Perhaps read a book about the Taligent Frameworks?
When do you use (single) inheritance? When you "extend" a class or when you "specialize" a class? Whenever you want to extend a class in C++ (lets name it B) you should not inherit from it but craft a new class (lets name it N), worst case via a mixin template construct, and compose the desired class by multiple inheritance so that D is specializing B and N.
That way you can reuse N without being dependent or messing up D or B.
The simplified single inheritance and interface model caters for all practical examples, and *vastly* simplifies the internal workings. (X)
No, it does not. As you have to program the implementation of everything you "inherit interface wise" multiple times everywhere where you "implement" that interface.
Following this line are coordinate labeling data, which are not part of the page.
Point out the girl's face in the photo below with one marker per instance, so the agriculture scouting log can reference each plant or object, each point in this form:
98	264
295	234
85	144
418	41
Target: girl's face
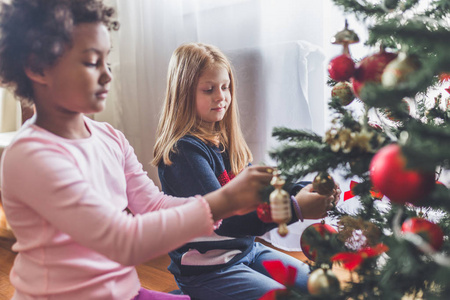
213	96
79	81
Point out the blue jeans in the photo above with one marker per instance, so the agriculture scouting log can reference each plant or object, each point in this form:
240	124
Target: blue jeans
245	280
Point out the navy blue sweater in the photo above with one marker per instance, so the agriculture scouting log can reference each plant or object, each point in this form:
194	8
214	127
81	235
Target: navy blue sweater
198	169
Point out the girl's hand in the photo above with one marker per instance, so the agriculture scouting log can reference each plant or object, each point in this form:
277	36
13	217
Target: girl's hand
242	194
314	205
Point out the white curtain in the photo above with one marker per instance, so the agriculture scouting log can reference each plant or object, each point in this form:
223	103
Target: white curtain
279	50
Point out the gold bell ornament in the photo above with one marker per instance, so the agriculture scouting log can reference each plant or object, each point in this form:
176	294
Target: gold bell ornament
323	183
280	204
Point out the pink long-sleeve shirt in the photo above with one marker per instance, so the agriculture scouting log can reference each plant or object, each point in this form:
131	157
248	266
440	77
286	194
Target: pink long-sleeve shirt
65	201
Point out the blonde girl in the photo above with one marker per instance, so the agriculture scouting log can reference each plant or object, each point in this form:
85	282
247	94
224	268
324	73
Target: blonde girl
200	148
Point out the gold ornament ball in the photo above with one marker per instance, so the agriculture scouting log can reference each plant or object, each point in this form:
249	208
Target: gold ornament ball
399	70
323	282
323	183
343	91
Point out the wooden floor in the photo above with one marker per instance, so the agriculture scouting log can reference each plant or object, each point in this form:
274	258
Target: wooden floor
153	274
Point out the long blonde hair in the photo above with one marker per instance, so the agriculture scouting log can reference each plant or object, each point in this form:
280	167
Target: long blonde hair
179	117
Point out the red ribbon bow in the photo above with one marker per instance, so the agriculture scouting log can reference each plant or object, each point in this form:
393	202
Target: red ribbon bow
352	260
349	194
280	273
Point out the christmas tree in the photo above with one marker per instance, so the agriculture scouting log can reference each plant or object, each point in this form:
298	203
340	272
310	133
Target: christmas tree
396	246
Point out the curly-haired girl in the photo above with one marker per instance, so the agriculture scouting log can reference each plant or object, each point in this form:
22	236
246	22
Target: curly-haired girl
67	180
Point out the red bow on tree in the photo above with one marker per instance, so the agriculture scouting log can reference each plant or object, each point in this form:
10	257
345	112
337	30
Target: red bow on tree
352	260
280	273
349	194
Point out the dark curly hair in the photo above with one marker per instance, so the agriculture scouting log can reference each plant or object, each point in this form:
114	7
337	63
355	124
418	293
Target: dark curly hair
35	33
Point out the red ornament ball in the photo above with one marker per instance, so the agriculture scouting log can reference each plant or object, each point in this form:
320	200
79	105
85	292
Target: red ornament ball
264	213
429	231
370	69
389	176
343	91
311	232
341	68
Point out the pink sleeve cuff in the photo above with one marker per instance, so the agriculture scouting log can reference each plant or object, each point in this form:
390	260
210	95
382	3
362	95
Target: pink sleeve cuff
215	225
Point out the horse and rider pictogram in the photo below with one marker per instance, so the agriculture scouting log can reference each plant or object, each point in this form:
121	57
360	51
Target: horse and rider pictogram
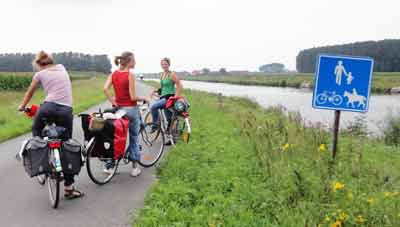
343	83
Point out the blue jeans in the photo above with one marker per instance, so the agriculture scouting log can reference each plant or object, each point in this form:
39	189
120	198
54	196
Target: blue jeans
159	105
132	113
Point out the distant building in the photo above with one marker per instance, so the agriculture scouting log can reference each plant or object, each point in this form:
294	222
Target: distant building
196	72
240	72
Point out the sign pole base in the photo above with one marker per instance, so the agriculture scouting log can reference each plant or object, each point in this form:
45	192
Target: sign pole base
336	133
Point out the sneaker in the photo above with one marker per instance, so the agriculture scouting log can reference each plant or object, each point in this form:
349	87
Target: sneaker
153	129
136	172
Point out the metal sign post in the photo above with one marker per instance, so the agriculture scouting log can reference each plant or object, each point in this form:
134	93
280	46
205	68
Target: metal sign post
342	83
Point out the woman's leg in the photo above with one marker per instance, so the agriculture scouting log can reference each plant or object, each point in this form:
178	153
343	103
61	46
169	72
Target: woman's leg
134	127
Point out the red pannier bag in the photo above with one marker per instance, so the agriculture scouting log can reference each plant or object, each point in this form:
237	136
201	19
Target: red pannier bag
111	141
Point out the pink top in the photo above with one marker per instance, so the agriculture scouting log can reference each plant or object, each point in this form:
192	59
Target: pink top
57	84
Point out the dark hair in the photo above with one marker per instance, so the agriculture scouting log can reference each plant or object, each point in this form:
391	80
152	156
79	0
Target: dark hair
124	59
43	59
167	60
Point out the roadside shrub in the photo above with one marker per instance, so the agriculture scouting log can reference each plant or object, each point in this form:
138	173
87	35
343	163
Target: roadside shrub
391	131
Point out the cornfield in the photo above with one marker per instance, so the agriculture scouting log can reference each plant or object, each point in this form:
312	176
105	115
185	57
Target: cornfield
14	82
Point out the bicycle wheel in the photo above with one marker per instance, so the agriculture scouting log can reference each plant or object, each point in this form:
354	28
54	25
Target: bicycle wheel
53	182
96	166
152	145
41	179
180	130
321	99
337	100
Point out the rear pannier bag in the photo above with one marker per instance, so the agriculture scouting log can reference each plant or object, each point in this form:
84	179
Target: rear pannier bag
71	157
111	142
36	157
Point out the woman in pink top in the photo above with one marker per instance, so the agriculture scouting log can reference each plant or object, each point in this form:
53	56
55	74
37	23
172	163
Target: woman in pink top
57	105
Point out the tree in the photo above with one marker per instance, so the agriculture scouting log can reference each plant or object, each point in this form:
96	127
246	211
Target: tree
272	68
205	71
72	61
386	54
223	71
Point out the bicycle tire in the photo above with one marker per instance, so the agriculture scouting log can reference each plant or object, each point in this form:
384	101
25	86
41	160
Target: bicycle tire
53	182
322	99
152	149
337	100
41	179
90	167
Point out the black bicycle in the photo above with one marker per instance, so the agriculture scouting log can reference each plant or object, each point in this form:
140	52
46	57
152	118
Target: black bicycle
52	134
102	168
178	128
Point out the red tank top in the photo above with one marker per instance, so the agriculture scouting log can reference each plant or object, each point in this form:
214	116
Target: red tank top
120	81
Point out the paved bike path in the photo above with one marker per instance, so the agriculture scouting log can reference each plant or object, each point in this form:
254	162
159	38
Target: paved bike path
23	202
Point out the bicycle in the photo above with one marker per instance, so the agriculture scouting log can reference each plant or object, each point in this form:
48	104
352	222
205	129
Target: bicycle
151	149
178	129
52	135
329	97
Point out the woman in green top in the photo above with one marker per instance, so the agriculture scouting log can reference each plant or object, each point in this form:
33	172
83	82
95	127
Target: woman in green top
170	86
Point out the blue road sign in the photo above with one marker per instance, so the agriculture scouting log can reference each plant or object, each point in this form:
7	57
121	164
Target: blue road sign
343	83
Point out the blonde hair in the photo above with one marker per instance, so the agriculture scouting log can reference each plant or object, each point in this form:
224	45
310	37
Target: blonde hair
167	60
124	58
43	59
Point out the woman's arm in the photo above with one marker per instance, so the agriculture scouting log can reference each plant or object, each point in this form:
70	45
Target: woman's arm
106	89
132	90
29	94
178	84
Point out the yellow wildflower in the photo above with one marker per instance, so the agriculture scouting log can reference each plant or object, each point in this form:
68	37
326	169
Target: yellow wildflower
370	200
337	186
360	220
285	147
336	224
322	147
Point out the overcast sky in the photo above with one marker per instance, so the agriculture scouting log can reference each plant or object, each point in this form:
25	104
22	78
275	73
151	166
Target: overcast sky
194	34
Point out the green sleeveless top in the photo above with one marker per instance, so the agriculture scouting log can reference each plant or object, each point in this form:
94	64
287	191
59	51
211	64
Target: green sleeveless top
167	84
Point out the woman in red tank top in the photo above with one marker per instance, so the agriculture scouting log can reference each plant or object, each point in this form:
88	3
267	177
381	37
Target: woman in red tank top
123	82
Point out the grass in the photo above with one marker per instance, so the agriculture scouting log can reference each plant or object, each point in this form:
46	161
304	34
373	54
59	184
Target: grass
85	94
382	83
247	166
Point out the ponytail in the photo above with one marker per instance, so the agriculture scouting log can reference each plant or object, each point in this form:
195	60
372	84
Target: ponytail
124	58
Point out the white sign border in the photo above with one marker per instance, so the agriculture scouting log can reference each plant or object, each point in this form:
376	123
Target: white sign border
315	106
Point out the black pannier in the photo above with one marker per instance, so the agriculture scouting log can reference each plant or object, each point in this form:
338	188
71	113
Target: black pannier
36	157
71	157
104	144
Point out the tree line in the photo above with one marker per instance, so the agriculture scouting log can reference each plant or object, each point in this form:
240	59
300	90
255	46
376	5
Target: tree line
22	62
386	54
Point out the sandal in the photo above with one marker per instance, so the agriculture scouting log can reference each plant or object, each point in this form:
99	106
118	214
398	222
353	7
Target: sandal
72	194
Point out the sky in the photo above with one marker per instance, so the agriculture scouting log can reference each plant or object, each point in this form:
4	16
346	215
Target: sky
236	35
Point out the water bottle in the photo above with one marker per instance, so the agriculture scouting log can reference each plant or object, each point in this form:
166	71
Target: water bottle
57	160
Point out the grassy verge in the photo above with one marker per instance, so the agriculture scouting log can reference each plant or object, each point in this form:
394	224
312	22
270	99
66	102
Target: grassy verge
382	83
247	166
85	93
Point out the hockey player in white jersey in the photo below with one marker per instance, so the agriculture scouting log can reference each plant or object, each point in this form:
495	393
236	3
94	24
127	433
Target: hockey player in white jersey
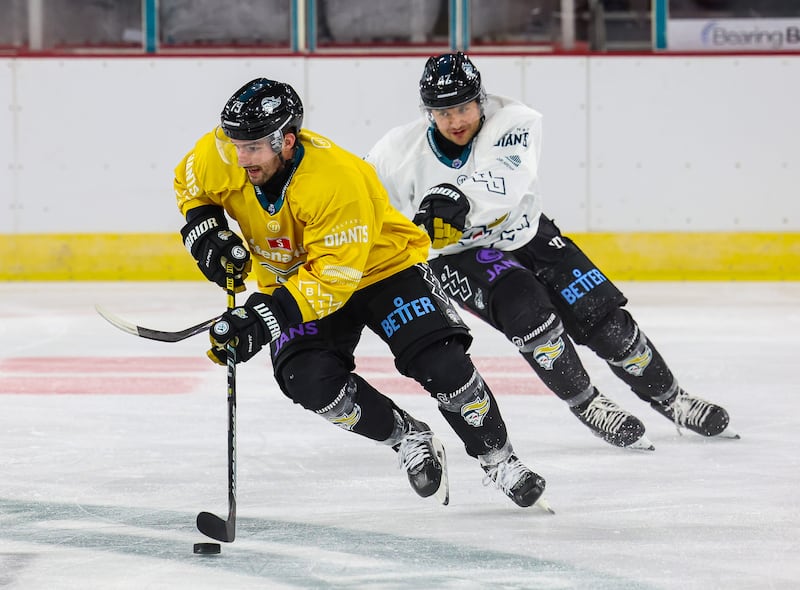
468	174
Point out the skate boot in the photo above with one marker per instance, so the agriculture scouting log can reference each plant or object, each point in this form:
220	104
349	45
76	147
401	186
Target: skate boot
507	473
613	424
695	414
422	456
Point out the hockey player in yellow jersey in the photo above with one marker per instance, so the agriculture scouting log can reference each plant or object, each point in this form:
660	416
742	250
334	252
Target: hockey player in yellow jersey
331	257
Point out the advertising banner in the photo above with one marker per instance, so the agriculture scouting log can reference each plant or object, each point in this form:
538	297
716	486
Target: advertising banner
734	34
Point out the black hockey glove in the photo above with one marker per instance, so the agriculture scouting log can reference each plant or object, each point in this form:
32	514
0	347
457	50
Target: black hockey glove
248	328
212	245
443	214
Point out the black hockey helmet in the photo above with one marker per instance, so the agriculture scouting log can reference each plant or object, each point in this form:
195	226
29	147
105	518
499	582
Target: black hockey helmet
449	80
261	108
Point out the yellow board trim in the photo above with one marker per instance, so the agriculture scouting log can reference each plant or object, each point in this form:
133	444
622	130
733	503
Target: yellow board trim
718	256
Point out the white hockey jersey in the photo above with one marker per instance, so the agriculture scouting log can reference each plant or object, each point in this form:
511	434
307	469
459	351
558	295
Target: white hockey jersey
497	171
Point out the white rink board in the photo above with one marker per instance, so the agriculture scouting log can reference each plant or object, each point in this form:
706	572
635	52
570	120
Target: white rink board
630	144
694	144
8	192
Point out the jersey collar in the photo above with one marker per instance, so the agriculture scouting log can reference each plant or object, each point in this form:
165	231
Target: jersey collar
456	162
273	207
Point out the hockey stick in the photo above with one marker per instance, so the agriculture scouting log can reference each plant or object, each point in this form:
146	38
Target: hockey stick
152	334
209	524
If you want to use simple delegation (via IDE code generation etc.) the delegatee loses the original this pointer ... (X) above No simplification but a complication.
How large is a pointer to a member variable?
That is a stupid question. Yes, I know there are no stupid questions, only stupid answers. However asking questions that don't belong to the context: is stupid.
Answer to your question: implementation dependent. What exactly do you mean with a pointer to a member anyway? A true C++ member pointer? Like &classname::member? Usually as big as any pointer on the given platform. But can be optimized as small as a byte, however I'm not aware of any compiler that does that.
If you mean &object.member, a safe bet is: the size equals the typical pointer size on the given platform.